Electricity and Excitement at AACR
NCI at AACR 2005
For more information about NCI presentations at the AACR annual meeting, go to http://www.cancer.gov/aacr2005.

Intellectual electricity is always evident at the meetings of the American Association for Cancer Research, but at the annual meeting that began on Saturday in Anaheim, there was also an aura of anticipation. Repeatedly, presentations of progress in cancer research were linked to prospects for improved cancer solutions.

In my presentation, I traced the trajectory that has led to the fusion of progress and purpose. I outlined the National Cancer Institute's (NCI's) commitment to leverage the investment of talent, time, and resources to further accelerate the elimination of the suffering and death due to cancer. Speakers such as Dr. Alfred Knudson, who received the AACR Lifetime Achievement Award, chronicled the exhilarating explosion of knowledge that led from observing cancer's mysterious behavior to now revealing cancer's molecular secrets.

Dr. von Eschenbach with AACR President Dr. Lynn Matrisian at the AACR annual meeting in Anaheim. Our nation's investment in cancer research, accelerated in 1971, has produced a golden era of progress, but it has also made possible a platinum future if we leverage the resources to match the opportunities. The intellectual electricity and the aura of anticipation evident at AACR will enrich our discovery-development-delivery strategy. Our emerging understanding of the molecular, cellular, and genetic mechanisms of the disease process has created an "inflection point" in cancer research, allowing us to make progress at an incredible pace.

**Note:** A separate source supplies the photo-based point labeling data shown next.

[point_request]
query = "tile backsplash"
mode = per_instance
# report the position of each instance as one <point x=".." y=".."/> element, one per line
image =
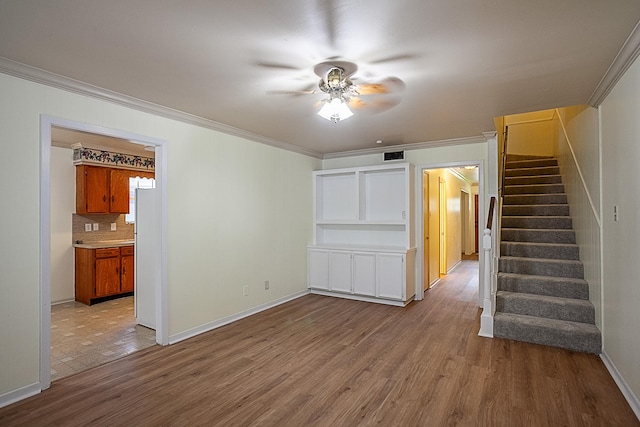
<point x="123" y="231"/>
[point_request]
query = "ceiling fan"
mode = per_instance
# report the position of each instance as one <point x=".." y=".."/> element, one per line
<point x="346" y="93"/>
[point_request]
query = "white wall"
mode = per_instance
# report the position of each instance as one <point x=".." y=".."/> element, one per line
<point x="239" y="213"/>
<point x="620" y="148"/>
<point x="63" y="205"/>
<point x="577" y="148"/>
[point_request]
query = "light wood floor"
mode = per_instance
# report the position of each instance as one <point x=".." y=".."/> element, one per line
<point x="321" y="361"/>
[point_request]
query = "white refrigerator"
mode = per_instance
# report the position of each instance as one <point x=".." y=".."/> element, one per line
<point x="147" y="256"/>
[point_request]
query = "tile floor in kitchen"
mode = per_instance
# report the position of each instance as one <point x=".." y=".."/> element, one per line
<point x="83" y="337"/>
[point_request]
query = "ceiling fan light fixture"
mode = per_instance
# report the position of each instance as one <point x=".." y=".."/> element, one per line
<point x="335" y="110"/>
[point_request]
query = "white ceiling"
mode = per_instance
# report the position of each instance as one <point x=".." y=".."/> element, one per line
<point x="463" y="62"/>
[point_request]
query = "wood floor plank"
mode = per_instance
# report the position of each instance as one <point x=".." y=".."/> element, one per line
<point x="322" y="361"/>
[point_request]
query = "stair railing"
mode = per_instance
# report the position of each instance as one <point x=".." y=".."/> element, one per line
<point x="488" y="299"/>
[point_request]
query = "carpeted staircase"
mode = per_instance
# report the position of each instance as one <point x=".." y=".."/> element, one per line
<point x="542" y="297"/>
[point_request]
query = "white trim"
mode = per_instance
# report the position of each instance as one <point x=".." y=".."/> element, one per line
<point x="623" y="60"/>
<point x="37" y="75"/>
<point x="19" y="394"/>
<point x="405" y="147"/>
<point x="46" y="122"/>
<point x="190" y="333"/>
<point x="628" y="394"/>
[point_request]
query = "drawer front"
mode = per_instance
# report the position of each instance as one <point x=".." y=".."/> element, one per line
<point x="107" y="252"/>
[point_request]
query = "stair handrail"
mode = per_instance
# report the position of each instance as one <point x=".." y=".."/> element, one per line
<point x="504" y="161"/>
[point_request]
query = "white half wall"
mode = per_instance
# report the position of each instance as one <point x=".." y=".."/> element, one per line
<point x="620" y="151"/>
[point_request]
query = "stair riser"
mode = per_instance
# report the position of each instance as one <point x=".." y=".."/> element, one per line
<point x="540" y="285"/>
<point x="584" y="313"/>
<point x="531" y="163"/>
<point x="547" y="170"/>
<point x="532" y="180"/>
<point x="534" y="189"/>
<point x="541" y="268"/>
<point x="538" y="236"/>
<point x="535" y="199"/>
<point x="526" y="250"/>
<point x="567" y="339"/>
<point x="537" y="222"/>
<point x="535" y="210"/>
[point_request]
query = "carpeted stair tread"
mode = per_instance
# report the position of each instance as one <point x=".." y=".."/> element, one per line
<point x="531" y="163"/>
<point x="535" y="210"/>
<point x="532" y="179"/>
<point x="575" y="336"/>
<point x="542" y="296"/>
<point x="543" y="170"/>
<point x="565" y="287"/>
<point x="538" y="235"/>
<point x="540" y="250"/>
<point x="550" y="307"/>
<point x="537" y="222"/>
<point x="535" y="199"/>
<point x="534" y="189"/>
<point x="542" y="267"/>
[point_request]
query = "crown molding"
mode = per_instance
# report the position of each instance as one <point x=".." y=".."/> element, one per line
<point x="47" y="78"/>
<point x="415" y="146"/>
<point x="623" y="60"/>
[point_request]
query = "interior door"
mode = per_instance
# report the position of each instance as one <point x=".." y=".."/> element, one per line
<point x="147" y="256"/>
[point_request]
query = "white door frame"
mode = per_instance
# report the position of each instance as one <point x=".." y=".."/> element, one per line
<point x="420" y="169"/>
<point x="46" y="122"/>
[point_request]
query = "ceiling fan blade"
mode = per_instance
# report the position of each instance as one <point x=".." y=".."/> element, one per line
<point x="374" y="106"/>
<point x="388" y="85"/>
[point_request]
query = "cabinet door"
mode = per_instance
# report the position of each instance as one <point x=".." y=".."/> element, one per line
<point x="364" y="273"/>
<point x="96" y="190"/>
<point x="127" y="274"/>
<point x="340" y="271"/>
<point x="119" y="191"/>
<point x="390" y="273"/>
<point x="318" y="265"/>
<point x="107" y="276"/>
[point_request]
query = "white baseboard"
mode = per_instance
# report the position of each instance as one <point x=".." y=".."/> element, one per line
<point x="19" y="394"/>
<point x="190" y="333"/>
<point x="628" y="394"/>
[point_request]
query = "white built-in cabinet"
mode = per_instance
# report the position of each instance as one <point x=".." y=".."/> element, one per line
<point x="363" y="234"/>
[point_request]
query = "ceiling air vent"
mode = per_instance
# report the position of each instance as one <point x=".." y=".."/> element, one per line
<point x="393" y="156"/>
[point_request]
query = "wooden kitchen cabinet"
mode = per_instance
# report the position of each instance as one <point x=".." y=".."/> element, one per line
<point x="127" y="269"/>
<point x="103" y="272"/>
<point x="102" y="190"/>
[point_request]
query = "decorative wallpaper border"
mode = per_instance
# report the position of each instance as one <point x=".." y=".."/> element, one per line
<point x="101" y="157"/>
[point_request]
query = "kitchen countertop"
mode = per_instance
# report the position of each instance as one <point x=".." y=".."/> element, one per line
<point x="102" y="244"/>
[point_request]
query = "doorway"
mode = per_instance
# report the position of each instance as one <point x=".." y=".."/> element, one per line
<point x="443" y="190"/>
<point x="46" y="125"/>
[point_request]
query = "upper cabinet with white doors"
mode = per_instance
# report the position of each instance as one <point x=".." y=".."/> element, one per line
<point x="363" y="234"/>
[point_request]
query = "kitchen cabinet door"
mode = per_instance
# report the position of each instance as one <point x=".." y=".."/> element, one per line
<point x="364" y="273"/>
<point x="390" y="272"/>
<point x="318" y="262"/>
<point x="119" y="190"/>
<point x="92" y="190"/>
<point x="107" y="276"/>
<point x="340" y="271"/>
<point x="127" y="269"/>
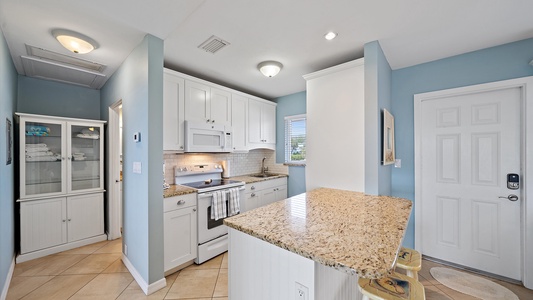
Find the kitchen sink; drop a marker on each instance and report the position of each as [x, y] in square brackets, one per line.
[263, 175]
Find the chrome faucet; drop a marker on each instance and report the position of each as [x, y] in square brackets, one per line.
[263, 169]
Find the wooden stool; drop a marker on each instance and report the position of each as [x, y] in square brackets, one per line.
[409, 260]
[393, 287]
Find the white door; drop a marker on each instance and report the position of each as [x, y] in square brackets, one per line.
[468, 145]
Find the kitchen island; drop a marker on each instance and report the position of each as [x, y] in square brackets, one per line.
[317, 243]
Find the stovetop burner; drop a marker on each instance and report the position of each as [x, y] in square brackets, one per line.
[211, 183]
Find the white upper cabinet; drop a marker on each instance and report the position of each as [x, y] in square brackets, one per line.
[60, 156]
[173, 112]
[207, 104]
[261, 124]
[239, 112]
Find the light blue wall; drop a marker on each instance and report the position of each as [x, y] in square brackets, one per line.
[44, 97]
[139, 84]
[493, 64]
[294, 104]
[8, 96]
[377, 97]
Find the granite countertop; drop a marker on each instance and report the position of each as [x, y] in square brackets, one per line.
[177, 190]
[349, 231]
[250, 179]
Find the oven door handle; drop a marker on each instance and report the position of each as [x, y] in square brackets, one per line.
[209, 194]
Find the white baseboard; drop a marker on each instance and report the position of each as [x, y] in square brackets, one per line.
[3, 296]
[147, 289]
[60, 248]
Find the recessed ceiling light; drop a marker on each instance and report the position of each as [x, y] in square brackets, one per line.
[74, 41]
[330, 35]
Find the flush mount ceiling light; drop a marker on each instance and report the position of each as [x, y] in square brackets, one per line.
[270, 68]
[74, 41]
[330, 35]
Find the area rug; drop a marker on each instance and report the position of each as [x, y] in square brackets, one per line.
[471, 284]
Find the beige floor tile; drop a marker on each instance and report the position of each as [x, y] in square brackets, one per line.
[53, 265]
[433, 293]
[134, 291]
[93, 264]
[60, 287]
[116, 267]
[193, 284]
[225, 261]
[221, 288]
[114, 246]
[519, 290]
[21, 286]
[213, 263]
[104, 286]
[89, 249]
[454, 294]
[25, 266]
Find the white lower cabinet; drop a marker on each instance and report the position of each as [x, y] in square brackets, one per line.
[265, 192]
[180, 231]
[56, 221]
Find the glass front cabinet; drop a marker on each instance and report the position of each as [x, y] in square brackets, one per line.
[59, 158]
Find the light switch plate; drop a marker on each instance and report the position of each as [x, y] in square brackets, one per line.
[397, 163]
[137, 168]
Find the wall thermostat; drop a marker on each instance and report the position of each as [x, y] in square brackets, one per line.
[137, 137]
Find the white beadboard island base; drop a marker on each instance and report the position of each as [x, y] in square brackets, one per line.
[261, 271]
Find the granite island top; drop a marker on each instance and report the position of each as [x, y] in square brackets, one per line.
[349, 231]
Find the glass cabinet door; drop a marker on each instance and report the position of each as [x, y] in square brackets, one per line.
[42, 149]
[85, 156]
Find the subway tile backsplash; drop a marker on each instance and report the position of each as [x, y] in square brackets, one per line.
[240, 163]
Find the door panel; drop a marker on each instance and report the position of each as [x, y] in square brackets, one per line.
[468, 144]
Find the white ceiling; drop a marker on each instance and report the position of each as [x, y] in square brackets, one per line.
[290, 31]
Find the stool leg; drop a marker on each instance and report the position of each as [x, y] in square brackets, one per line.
[412, 274]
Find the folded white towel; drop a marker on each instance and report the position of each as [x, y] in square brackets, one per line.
[234, 202]
[36, 146]
[218, 205]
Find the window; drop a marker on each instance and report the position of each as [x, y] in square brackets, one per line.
[295, 139]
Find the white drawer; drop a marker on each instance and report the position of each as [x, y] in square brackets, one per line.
[178, 202]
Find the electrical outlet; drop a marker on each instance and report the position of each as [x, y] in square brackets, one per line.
[302, 292]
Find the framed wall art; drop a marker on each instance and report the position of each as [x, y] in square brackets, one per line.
[9, 142]
[389, 154]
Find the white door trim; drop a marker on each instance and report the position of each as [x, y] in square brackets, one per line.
[526, 84]
[113, 188]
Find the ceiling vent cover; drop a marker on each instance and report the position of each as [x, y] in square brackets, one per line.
[213, 44]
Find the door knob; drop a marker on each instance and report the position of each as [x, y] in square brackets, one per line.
[511, 197]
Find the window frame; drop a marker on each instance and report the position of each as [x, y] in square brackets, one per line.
[287, 138]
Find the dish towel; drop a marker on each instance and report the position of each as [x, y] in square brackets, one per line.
[218, 205]
[234, 201]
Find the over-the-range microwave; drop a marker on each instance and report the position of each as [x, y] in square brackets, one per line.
[207, 137]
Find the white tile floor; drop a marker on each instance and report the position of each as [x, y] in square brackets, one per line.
[97, 272]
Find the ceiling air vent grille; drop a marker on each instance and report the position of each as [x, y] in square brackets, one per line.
[213, 44]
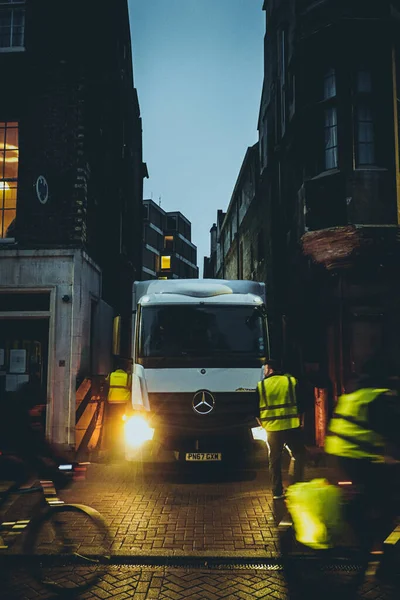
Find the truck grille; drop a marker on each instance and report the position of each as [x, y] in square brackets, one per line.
[175, 412]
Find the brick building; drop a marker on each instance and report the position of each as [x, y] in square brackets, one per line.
[329, 183]
[71, 184]
[238, 240]
[167, 247]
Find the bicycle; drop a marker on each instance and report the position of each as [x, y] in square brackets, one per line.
[314, 571]
[68, 545]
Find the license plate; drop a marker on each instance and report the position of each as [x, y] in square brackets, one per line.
[202, 456]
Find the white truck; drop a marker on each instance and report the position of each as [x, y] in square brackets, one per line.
[198, 349]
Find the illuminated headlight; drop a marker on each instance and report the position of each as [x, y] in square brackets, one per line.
[137, 431]
[259, 433]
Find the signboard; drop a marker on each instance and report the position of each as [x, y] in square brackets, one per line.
[321, 415]
[17, 361]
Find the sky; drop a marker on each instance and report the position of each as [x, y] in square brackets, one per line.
[198, 71]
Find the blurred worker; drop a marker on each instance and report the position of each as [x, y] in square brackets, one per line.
[24, 450]
[118, 401]
[363, 442]
[279, 415]
[119, 390]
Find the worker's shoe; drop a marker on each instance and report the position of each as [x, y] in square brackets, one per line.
[279, 496]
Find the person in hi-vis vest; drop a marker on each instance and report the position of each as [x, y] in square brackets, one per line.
[119, 390]
[363, 448]
[279, 415]
[118, 401]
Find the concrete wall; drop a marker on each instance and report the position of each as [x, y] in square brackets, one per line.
[65, 273]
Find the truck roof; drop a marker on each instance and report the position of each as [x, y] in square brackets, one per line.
[190, 290]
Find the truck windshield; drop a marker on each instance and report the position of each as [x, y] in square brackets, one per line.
[201, 331]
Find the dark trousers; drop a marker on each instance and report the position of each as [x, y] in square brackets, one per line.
[372, 509]
[293, 438]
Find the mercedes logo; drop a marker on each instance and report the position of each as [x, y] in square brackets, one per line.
[203, 402]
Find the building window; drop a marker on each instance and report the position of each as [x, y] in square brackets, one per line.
[12, 24]
[8, 177]
[329, 84]
[364, 125]
[282, 76]
[330, 120]
[165, 263]
[169, 242]
[331, 144]
[171, 222]
[260, 246]
[365, 136]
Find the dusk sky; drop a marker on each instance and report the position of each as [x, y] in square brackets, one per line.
[198, 70]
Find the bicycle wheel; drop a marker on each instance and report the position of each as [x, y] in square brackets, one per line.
[69, 546]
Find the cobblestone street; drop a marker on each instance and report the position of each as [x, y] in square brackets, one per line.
[198, 534]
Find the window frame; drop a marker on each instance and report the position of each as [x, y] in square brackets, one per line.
[6, 181]
[330, 125]
[363, 102]
[10, 8]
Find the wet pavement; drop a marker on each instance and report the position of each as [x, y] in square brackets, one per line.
[198, 533]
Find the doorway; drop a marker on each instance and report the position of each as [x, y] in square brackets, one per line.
[24, 357]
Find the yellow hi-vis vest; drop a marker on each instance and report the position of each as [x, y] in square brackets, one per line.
[278, 405]
[348, 433]
[119, 390]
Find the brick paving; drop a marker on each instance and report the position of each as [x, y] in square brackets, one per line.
[166, 583]
[166, 512]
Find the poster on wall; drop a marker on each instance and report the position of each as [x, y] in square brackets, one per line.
[17, 361]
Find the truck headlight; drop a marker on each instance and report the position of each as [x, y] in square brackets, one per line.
[137, 431]
[259, 433]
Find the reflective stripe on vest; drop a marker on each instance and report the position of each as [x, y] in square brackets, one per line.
[348, 433]
[119, 387]
[278, 405]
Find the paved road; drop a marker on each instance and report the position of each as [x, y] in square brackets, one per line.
[205, 533]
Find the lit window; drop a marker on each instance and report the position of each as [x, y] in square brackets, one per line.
[165, 262]
[8, 177]
[12, 23]
[331, 143]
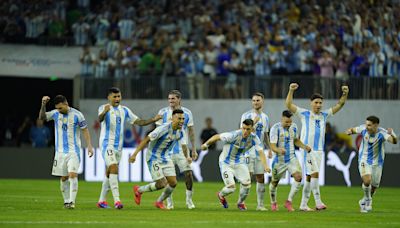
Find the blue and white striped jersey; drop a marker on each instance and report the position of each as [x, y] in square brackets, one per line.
[166, 114]
[126, 27]
[313, 127]
[261, 127]
[112, 127]
[284, 138]
[372, 149]
[162, 140]
[67, 130]
[236, 146]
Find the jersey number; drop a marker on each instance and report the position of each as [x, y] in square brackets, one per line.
[226, 174]
[156, 167]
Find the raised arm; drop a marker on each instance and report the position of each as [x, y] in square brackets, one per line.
[186, 153]
[86, 136]
[141, 146]
[266, 140]
[342, 100]
[42, 112]
[107, 108]
[193, 142]
[141, 122]
[393, 137]
[210, 141]
[276, 149]
[264, 161]
[289, 98]
[299, 143]
[351, 131]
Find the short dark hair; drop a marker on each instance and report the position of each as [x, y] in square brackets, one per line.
[259, 94]
[248, 122]
[113, 90]
[316, 96]
[59, 99]
[175, 92]
[177, 111]
[373, 119]
[287, 113]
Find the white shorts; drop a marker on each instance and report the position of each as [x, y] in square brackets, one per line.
[112, 157]
[159, 171]
[181, 162]
[64, 164]
[374, 170]
[278, 169]
[313, 161]
[254, 163]
[230, 172]
[255, 166]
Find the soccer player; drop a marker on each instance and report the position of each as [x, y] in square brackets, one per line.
[261, 127]
[313, 124]
[231, 160]
[371, 155]
[284, 138]
[174, 100]
[113, 117]
[162, 169]
[67, 123]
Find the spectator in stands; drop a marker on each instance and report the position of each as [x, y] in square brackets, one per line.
[81, 30]
[208, 132]
[23, 132]
[40, 135]
[262, 69]
[87, 60]
[104, 65]
[326, 64]
[193, 68]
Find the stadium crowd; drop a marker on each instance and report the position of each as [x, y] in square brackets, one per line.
[216, 38]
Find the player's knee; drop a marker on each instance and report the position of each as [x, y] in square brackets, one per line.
[161, 183]
[64, 178]
[275, 182]
[188, 174]
[172, 183]
[260, 178]
[113, 169]
[297, 177]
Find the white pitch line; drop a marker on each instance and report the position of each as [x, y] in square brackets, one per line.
[54, 222]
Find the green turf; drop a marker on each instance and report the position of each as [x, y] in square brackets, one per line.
[38, 203]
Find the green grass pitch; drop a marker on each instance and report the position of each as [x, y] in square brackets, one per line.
[38, 203]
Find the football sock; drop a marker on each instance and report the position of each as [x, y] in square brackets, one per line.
[306, 194]
[315, 188]
[244, 192]
[148, 187]
[73, 191]
[167, 192]
[260, 194]
[293, 190]
[367, 192]
[272, 192]
[226, 191]
[114, 186]
[64, 187]
[105, 187]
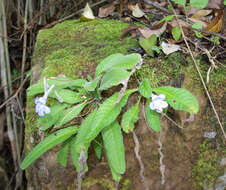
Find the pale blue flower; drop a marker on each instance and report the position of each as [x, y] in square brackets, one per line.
[41, 109]
[158, 103]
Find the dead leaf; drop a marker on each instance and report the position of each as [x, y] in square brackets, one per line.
[216, 24]
[194, 20]
[87, 14]
[169, 48]
[201, 13]
[214, 4]
[107, 9]
[137, 12]
[128, 30]
[146, 32]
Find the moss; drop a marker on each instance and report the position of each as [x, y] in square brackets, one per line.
[206, 170]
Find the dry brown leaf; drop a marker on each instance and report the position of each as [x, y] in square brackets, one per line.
[107, 9]
[147, 32]
[214, 4]
[216, 24]
[201, 13]
[169, 48]
[128, 30]
[137, 12]
[204, 24]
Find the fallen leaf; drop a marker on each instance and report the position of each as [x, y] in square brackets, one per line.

Two important ways to leverage our investment in this effort are to promote Team Science and Big Science. Centers, consortia, and co-principal investigators are creating a culture of transdisciplinary collaborative research that will synergize science in the only way possible to address the unique complexity of cancer. Big Science that integrates science and technology will greatly accelerate the pace of progress in cancer research. This will, in turn, shorten the time it takes to advance from proof of concept to delivery of more effective interventions - from decades to years and from years to months.

We now have more resources devoted to cancer research than ever before. Today, 60 Cancer Centers, more than 4,000 principal investigators, and some of the most talented and brilliant scientists in the world are now simultaneously pursuing promising opportunities such as the integration of clinical research, bioinformatics, imaging, the human cancer genome, integrative systems biology, and nanotechnology.

Over the past 30 years, we have unraveled cancer's complexity and constructed a robust and dynamic cancer infrastructure. We must now nurture this new culture of cancer research to fully realize the fruits of the golden era of the National Cancer Program. By doing so, we can - and will - surge ahead toward a platinum future that is well within our grasp.